Past Events
Symposium on Risk and Security
The Risk and Security Programme of Work in the Institute of Hazard, Risk and Resilience (IHRR), Durham University, will host a half day symposium on Risk and Security.
All welcome. A buffet lunch will be provided.
The objective of the event is to generate interdisciplinary dialogue and debate between Sociology, IHRR/Geography and Law on questions surrounding the contemporary politics of risk and security.
Speakers will address the following three key questions:
- What are the main research problems/issues to address with respect to the contemporary politics of risk and security?
- What theoretical and conceptual approaches do we have/should we have to address these issues?
- What role can/should academic research play in the current politics of risk and security?
With these questions, we hope to generate a discussion about the resonances, overlaps and tensions between different disciplinary and personal approaches to and programme of research in, risk and security.
Speakers, titles, abstracts:
1. Louise Amoore
Reader, Department of Geography, Durham University
TITLE: There are no fences and walls: A risk calculus for our times
ABSTRACT: Following the award of the contract to design the new US embassy in London, architect James Timberlake characterised his design as “open and welcoming, a beacon of democracy”. “There are”, he said “no fences and walls” in the glass cube sited amid sunken ha-has and open areas of circulation.
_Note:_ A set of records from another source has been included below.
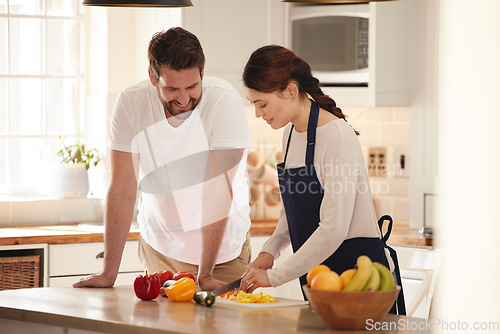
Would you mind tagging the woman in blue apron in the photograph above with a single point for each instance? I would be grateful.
(328, 215)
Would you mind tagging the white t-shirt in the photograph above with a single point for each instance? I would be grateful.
(172, 163)
(346, 209)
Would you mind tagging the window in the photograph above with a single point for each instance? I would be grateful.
(41, 87)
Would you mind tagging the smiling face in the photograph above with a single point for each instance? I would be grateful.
(179, 91)
(278, 108)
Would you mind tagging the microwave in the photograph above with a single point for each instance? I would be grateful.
(334, 40)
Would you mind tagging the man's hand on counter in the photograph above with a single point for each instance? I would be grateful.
(95, 281)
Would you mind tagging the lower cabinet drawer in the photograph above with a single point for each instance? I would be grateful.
(87, 258)
(67, 281)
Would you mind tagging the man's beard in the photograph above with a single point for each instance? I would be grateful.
(180, 114)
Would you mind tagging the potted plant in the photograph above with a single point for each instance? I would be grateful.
(71, 177)
(79, 153)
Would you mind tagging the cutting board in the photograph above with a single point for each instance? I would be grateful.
(283, 302)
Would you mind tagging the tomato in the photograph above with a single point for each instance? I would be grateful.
(164, 276)
(182, 274)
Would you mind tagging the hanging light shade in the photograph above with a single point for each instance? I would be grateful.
(333, 1)
(130, 3)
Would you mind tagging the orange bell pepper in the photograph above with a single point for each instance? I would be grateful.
(182, 291)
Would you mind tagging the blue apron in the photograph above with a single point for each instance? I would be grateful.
(302, 195)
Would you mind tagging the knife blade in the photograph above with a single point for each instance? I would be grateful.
(228, 287)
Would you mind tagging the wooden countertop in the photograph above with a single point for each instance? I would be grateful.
(74, 233)
(118, 310)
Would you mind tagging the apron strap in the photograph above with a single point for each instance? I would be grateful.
(399, 307)
(288, 144)
(311, 133)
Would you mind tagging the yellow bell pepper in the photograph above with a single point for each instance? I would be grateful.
(181, 291)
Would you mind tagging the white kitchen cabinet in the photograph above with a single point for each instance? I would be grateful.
(291, 289)
(424, 112)
(70, 262)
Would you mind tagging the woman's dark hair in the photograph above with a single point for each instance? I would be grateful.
(175, 48)
(272, 67)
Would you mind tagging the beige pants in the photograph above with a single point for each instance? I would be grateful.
(153, 261)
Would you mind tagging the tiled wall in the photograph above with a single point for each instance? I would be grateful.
(388, 127)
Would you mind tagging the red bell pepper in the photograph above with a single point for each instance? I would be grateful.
(182, 274)
(164, 276)
(147, 287)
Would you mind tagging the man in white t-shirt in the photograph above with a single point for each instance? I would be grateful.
(181, 139)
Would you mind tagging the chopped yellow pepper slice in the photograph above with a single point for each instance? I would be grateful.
(244, 297)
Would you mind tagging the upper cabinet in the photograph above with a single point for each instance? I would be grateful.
(359, 52)
(230, 30)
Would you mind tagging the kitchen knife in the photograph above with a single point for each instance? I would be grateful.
(228, 287)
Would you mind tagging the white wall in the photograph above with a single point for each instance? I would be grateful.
(469, 142)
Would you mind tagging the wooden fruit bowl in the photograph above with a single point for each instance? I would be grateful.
(350, 310)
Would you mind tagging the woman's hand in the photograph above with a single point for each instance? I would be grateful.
(256, 274)
(208, 283)
(254, 278)
(263, 261)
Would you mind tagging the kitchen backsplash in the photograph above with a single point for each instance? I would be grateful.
(387, 127)
(379, 127)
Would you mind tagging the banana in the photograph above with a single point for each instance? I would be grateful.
(364, 271)
(374, 281)
(388, 282)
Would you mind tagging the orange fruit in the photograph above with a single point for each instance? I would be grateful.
(327, 280)
(347, 275)
(314, 271)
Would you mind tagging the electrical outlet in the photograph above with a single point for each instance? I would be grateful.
(401, 162)
(377, 165)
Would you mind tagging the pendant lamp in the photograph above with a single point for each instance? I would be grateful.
(333, 1)
(131, 3)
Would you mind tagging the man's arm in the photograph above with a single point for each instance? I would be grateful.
(120, 202)
(217, 198)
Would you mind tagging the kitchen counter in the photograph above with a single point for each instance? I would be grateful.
(118, 310)
(88, 232)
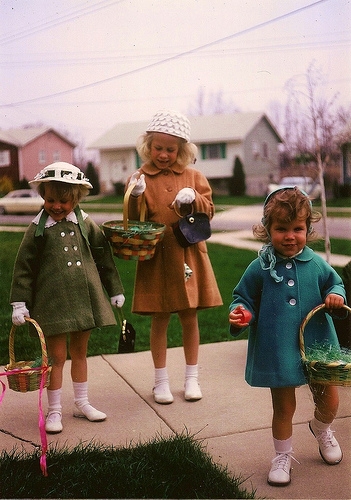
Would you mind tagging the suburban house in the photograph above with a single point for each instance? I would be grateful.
(26, 151)
(220, 140)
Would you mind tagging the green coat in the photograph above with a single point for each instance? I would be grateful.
(58, 279)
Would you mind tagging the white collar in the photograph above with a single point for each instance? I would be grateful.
(71, 217)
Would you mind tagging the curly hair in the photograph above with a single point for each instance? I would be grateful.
(75, 192)
(186, 153)
(286, 205)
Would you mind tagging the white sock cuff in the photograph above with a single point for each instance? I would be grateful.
(321, 426)
(191, 370)
(80, 390)
(283, 446)
(161, 374)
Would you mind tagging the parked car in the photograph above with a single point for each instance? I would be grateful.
(21, 201)
(310, 186)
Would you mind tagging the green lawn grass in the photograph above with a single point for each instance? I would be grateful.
(178, 467)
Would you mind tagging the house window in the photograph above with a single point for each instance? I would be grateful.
(56, 156)
(213, 151)
(265, 150)
(42, 156)
(255, 149)
(5, 158)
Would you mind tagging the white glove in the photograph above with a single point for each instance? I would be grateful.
(118, 300)
(185, 197)
(140, 185)
(19, 312)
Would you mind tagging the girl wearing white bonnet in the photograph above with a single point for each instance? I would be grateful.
(63, 268)
(176, 280)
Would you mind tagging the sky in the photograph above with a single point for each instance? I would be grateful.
(81, 66)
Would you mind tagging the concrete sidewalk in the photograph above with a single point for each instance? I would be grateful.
(233, 420)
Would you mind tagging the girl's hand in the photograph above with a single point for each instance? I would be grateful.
(140, 184)
(118, 300)
(333, 301)
(240, 317)
(19, 312)
(184, 197)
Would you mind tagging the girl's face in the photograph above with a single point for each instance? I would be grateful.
(164, 150)
(57, 207)
(288, 238)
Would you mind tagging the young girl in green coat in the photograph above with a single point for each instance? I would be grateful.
(274, 295)
(63, 265)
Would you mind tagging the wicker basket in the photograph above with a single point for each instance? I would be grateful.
(29, 380)
(319, 372)
(133, 240)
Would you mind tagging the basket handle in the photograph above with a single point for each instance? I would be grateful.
(44, 354)
(304, 323)
(126, 205)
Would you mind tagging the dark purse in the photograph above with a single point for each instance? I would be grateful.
(126, 341)
(192, 228)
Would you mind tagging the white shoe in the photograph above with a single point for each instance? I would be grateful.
(192, 390)
(329, 448)
(279, 475)
(162, 394)
(89, 412)
(53, 423)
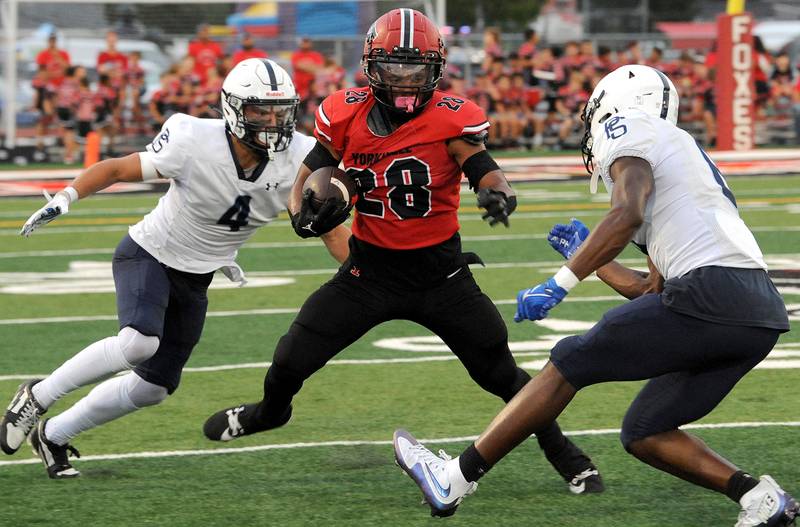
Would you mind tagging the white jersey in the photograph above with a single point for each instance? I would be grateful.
(212, 207)
(691, 219)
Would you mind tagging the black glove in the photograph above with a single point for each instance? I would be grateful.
(308, 223)
(498, 206)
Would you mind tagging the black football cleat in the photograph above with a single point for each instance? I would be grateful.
(239, 421)
(577, 469)
(55, 457)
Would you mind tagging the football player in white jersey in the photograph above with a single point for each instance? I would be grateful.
(228, 177)
(702, 317)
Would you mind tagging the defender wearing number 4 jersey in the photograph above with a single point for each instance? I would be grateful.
(406, 145)
(704, 315)
(228, 177)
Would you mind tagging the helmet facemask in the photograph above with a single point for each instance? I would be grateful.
(266, 126)
(586, 143)
(403, 81)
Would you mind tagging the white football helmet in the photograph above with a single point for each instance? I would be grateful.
(628, 87)
(259, 105)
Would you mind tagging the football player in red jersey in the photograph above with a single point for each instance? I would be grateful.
(406, 145)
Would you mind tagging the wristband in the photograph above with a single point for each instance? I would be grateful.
(565, 278)
(71, 193)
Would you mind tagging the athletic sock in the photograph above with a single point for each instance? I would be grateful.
(552, 440)
(472, 464)
(740, 484)
(107, 401)
(95, 362)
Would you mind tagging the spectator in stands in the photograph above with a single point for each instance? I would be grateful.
(306, 62)
(328, 79)
(586, 52)
(42, 103)
(66, 100)
(572, 59)
(547, 70)
(134, 80)
(604, 63)
(107, 110)
(111, 59)
(205, 52)
(527, 49)
(161, 103)
(55, 60)
(526, 52)
(632, 54)
(209, 93)
(86, 109)
(796, 98)
(114, 64)
(656, 60)
(783, 68)
(571, 98)
(492, 47)
(247, 51)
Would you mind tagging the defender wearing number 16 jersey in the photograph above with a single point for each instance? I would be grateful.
(406, 145)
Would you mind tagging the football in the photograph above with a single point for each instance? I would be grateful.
(330, 183)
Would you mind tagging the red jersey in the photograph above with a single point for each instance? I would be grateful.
(205, 55)
(55, 62)
(107, 60)
(409, 185)
(303, 79)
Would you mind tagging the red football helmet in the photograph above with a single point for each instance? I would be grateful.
(403, 59)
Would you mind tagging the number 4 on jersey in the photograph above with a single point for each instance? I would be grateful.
(236, 216)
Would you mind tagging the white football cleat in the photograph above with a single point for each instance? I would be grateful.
(767, 505)
(21, 416)
(439, 477)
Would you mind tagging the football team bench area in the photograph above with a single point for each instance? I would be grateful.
(333, 463)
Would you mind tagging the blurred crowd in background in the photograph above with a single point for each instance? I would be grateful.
(532, 94)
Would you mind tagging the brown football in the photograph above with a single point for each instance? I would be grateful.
(330, 183)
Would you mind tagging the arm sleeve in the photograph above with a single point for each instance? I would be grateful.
(167, 153)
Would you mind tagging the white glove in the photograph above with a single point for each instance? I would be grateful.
(55, 207)
(234, 273)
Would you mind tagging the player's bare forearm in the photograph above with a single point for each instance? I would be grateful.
(337, 243)
(496, 180)
(628, 282)
(105, 173)
(633, 183)
(462, 150)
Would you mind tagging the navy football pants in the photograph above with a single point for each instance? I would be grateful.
(159, 301)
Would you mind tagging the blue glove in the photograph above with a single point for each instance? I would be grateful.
(536, 302)
(567, 238)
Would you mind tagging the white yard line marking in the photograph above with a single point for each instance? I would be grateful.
(773, 361)
(345, 443)
(243, 312)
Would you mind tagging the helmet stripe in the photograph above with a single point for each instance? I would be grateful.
(410, 28)
(402, 28)
(273, 81)
(665, 100)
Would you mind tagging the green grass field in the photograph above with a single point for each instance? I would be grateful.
(333, 465)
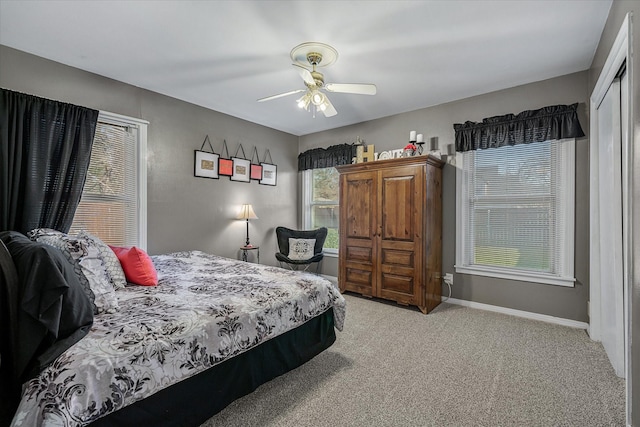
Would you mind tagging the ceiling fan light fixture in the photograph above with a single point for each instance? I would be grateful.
(318, 98)
(303, 102)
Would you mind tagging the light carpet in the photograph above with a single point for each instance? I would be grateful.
(457, 366)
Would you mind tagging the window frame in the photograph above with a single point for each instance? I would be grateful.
(566, 248)
(308, 203)
(141, 168)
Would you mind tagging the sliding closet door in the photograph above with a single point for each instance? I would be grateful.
(610, 192)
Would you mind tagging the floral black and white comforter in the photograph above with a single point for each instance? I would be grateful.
(204, 310)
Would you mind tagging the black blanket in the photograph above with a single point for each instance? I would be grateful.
(44, 312)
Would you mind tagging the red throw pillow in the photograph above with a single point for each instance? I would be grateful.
(137, 265)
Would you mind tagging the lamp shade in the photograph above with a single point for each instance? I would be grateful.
(246, 212)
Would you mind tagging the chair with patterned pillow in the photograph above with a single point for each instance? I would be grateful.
(300, 248)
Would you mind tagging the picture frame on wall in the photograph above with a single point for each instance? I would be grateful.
(256, 172)
(206, 164)
(269, 174)
(241, 170)
(225, 167)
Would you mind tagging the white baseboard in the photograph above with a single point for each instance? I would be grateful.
(519, 313)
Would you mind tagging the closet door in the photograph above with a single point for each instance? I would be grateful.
(399, 272)
(610, 224)
(358, 231)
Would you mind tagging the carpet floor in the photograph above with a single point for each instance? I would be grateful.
(457, 366)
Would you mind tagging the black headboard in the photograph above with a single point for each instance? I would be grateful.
(9, 385)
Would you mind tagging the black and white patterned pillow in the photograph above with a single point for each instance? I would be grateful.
(301, 249)
(86, 253)
(112, 265)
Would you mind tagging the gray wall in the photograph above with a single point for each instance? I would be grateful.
(393, 132)
(184, 212)
(616, 15)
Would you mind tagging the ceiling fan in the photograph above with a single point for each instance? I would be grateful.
(319, 55)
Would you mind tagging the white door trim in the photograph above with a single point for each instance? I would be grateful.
(619, 53)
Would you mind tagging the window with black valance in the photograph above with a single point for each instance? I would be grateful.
(334, 155)
(544, 124)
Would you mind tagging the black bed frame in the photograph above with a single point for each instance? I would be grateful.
(194, 400)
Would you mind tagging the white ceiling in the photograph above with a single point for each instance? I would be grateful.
(224, 55)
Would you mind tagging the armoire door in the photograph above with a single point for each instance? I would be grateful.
(358, 194)
(401, 209)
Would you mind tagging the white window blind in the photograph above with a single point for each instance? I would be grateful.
(515, 212)
(320, 203)
(113, 205)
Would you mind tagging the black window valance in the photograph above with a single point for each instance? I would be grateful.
(335, 155)
(553, 122)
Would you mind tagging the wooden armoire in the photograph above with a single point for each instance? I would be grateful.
(391, 230)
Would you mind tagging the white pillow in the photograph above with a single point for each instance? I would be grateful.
(301, 249)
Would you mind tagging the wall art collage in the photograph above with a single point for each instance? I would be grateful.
(209, 164)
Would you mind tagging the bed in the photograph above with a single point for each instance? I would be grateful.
(212, 330)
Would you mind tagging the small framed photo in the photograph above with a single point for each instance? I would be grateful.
(256, 171)
(225, 167)
(206, 164)
(269, 174)
(241, 169)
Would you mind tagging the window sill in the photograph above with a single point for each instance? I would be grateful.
(517, 275)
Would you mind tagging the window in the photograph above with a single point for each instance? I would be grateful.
(320, 203)
(113, 204)
(515, 212)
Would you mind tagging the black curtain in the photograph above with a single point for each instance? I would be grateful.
(318, 158)
(45, 148)
(553, 122)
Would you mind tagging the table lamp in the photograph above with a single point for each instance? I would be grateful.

It is precisely the absence of fences and walls on the visible register – the eschewal of disciplinary techniques of enclosure, prohibition and containment – that characterises the specific orientation to risk in contemporary security practice. As the risk calculus oscillates through software code, algorithm, building, credit card, hand-held device, moving body, resonating in the landscapes of unimpeded sight, it does, as Foucault’s security apparatus suggested, “open up to let things happen”. Bringing security and mobility into novel forms of reconciliation, the risk calculus for our times is oriented to the arraying of alternative futures such that they can be acted upon in the present.
2. Frank Furedi
Professor, School of Social Policy, Sociology and Social Research, Kent University
TITLE: Reflections on the problem of uncertainty - present and past
ABSTRACT: Ideas about uncertainty and security have an important historical and cultural dimension. In the contemporary imagination the destructive dimension of uncertainty is emphasised and amplified through dramatising the threats. Consequently, uncertainty is represented through an alarmist language of a health warning. The cultural influence of contemporary ideas about uncertainty on the meaning of security is explored in this introduction.
3. Valsamis Mitsilegas
Professor of European Criminal Law, School of Law, Queen Mary, University of London
TITLE: The individual in the current politics of security and risk: A legal perspective
ABSTRACT: My presentation will examine the transformation of the relationship between the individual and the state brought about by the contemporary politics of security and risk. In this context, I will look into how new forms of governance of security and risk (most notably via the proliferation of avenues of gathering, exchange and analysis of every day and sensitive personal data) and the related emphasis on prevention, have blurred the boundaries between legality and illegality and are gradually transforming all citizens into potential suspects.
At the same time, the continuous collection of fragments of personal information by the private sector and the state and their potential linking over time blurs the boundaries between the public and the private and challenges not only privacy, but also individual identity. I will discuss the extent to which the law can provide answers to these developments and focus in particular on the question of whether current conceptions of law and fundamental rights protection are adequate to address this rapid transformation.